La mafia già non gli faceva paura, ma da oggi non lo impensierisce più nemmeno la burocrazia. Ignazio Cutrò – l’unico testimone di giustizia in Italia che ha scelto di rimanere nel territorio, a Bivona, nell’Agrigentino – ha finalmente ottenuto i documenti necessari per riprendere la sua attività e anche un appalto. «Non temo più le banche, non temo più la Serit», dice con un sospiro di sollievo. A dicembre gli erano giunte alcune cartelle esattoriali da capogiro: per una serie di problemi burocratici, l’Inps e l’Inail non avevano recepito la sospensione prefettizia, una delle agevolazioni garantite ai testimoni di giustizia nelle condizioni simili a quelle di Cutrò. Le tasse nel frattempo si erano accumulate, raggiungendo oltre 126mila euro, tanto da spingerlo allo sciopero della fame. Ieri è stato ufficializzata la concessione dalla Regione di un appalto per la manutenzione delle cabine elettriche lungo un tratto dell’autostrada Palermo-Messina.

Le vicende di Ignazio Cutrò iniziano nel 1999, con una serie di intimidazioni di chiaro stampo mafioso.
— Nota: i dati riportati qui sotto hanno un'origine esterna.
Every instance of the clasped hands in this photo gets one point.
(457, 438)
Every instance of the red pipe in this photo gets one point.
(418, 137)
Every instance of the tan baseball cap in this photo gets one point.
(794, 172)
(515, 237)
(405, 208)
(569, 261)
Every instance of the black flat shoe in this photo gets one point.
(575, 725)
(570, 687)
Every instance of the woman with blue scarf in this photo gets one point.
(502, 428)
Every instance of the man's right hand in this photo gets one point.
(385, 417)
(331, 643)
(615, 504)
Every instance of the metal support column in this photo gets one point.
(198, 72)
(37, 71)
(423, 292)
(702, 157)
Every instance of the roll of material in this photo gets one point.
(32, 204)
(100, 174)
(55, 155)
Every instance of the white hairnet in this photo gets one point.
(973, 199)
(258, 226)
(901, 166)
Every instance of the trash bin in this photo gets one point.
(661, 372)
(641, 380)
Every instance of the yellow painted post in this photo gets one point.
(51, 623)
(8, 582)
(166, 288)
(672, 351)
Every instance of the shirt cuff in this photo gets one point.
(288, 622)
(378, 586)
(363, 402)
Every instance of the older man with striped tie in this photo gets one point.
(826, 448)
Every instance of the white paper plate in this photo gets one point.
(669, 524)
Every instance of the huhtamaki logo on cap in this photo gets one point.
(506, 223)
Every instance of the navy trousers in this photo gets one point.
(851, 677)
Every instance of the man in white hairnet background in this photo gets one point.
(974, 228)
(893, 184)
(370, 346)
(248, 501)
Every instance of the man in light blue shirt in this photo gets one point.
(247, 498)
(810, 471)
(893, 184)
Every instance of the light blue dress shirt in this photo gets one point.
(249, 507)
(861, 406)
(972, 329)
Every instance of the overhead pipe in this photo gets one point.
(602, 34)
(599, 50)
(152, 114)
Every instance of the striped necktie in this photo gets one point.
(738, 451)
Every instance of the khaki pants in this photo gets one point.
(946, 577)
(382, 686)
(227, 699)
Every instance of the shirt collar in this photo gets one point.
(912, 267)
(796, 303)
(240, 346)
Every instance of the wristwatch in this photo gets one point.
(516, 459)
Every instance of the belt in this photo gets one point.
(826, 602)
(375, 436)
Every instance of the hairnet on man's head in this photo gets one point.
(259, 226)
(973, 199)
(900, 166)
Una pala meccanica incendiata, alcune tubature sabotate, camion e altri macchinari incendiati, il furto di attrezzi e poi le bottiglie contenenti benzina e le cartucce. Dopo varie denunce contro ignoti, ha deciso di compiere il primo passo di una lunga salita diventando testimone di giustizia. Grazie alla sua collaborazione, vengono arrestate e condannate a vari anni di carcere cinque persone accusate di estorsione. Ma i problemi non finiscono: prima l’isolamento, la terra bruciata attorno a un nome scomodo, poi le beghe burocratiche.

«Nel giro di una settimana si è stravolta la mia vita», il testimone vorrebbe quasi urlare dalla felicità. Prima l’ottenimento del durc, il documento unico di regolarità contributiva che certifica l’assenza di debiti con l’erario. Ieri la concessione dell’appalto con il consorzio Autostrade siciliane per un importo di 110mila euro. Un sospiro di sollievo anche per cinque degli operai che lavoravano per lui al momento della sua denuncia. «Anche loro erano in attesa – racconta – quando ho detto loro che avevamo ottenuto l’appalto hanno urlato di gioia. Il loro nome era troppo legato alla mia vicenda e nessuno voleva avere a che fare con un testimone di giustizia».

Quella ottenuta ieri non è una vittoria singola, ma «una conquista molto importante, siamo riusciti a indicare la strada giusta. Finora tutte le aziende degli altri testimoni sono fallite. E’ un ottimo segnale», afferma emozionato. «Mai un passo indietro e ntu culu a la mafia», questo il suo motto che spera possa servire d’incoraggiamento a tanti colleghi oppressi dalla mafia.